On the dynamic response of a layered heterogeneous rough irregular double porous composite rock structure due to a moving line load

• Published in: Journal of engineering mathematics Vol. 150; no. 1
• Main Authors: Mishra, Aparajita, Negi, Anil
• Format: Journal Article
• Language: English
• Published: Dordrecht Springer Nature B.V 01.02.2025
• Subjects: Boundary conditions; Boundary value problems; Dynamic loads; Dynamic response; Earthquake loads; Half spaces; Heavy vehicles; Heterogeneity; Irregularities; Load; Mathematics; Movement; Numerical analysis; Parameters; Perturbation methods; Porous media; Reservoirs; Seismic response; Shear stress; Stresses
• ISSN: 0022-0833; 1573-2703
• DOI: 10.1007/s10665-025-10427-w

In the reservoir region, the movement of a dynamic load (like a heavy vehicle or a seismic load) can cause the generation of significant incremental stresses on the surface of engineering structure. The increase in incremental stresses due to the dynamic load can significantly affect the structure’s strength. Therefore, it is imperative to examine the dynamic behavior of rock structures in reservoir regions to ensure safe and efficient operations. The present investigation provides the dynamic response of a layered heterogeneous irregular double porous rock structure (generally found near reservoir regions) influenced by a moving line load.
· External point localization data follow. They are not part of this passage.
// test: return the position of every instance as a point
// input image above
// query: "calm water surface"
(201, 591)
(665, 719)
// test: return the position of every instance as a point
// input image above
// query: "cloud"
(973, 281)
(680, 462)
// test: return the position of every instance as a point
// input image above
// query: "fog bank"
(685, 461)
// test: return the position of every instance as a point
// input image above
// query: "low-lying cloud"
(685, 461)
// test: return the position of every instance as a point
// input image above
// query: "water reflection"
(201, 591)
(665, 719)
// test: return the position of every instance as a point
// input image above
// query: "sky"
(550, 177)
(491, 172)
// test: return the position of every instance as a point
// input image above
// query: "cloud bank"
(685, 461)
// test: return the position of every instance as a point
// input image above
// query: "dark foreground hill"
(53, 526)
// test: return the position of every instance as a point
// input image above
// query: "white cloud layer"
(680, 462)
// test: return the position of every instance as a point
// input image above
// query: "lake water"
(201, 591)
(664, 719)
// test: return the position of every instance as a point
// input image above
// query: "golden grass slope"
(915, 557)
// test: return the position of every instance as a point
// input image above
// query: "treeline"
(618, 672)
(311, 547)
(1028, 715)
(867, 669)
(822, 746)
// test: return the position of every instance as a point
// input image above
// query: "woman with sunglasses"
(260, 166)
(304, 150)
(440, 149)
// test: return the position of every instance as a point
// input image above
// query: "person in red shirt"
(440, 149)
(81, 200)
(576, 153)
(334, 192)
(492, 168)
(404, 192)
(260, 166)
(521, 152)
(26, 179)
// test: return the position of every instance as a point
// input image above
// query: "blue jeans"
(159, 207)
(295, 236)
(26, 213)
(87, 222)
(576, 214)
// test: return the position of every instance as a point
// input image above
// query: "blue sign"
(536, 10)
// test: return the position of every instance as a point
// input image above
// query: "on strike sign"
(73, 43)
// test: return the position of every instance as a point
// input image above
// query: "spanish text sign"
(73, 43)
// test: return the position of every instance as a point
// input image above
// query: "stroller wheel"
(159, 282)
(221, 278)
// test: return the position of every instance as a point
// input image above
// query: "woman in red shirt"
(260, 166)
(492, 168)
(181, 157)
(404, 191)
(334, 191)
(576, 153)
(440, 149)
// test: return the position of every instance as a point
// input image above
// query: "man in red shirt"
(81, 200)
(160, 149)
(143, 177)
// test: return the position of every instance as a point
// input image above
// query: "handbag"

The double porous composite rock structure is consisted of two different portions: upper irregular incompressible heterogeneous transversely isotropic double porous (TIDP) layer medium and lower isotropic double porous half-space (IDP) medium. The structure’s mathematical formulation provides a boundary value problem with defined boundary conditions and the perturbation technique has been used to tackle the surface irregularity. The expressions of the induced normal and shear stresses caused by a moving line load in the considered double porous rock structure are derived analytically in the closed form. The influence of various parameters such as heterogeneity parameter associated with the upper TIDP layer, frictional coefficient, irregularity depth, porosity parameters (corresponds to both upper TIDP layer and lower IDP half-space) and the irregularity factor on the induced stresses (normal as well as shear stresses) in the TIDP layer and IDP half-space have been studied graphically by using numerical computation. Some special outlines have also been depicted graphically.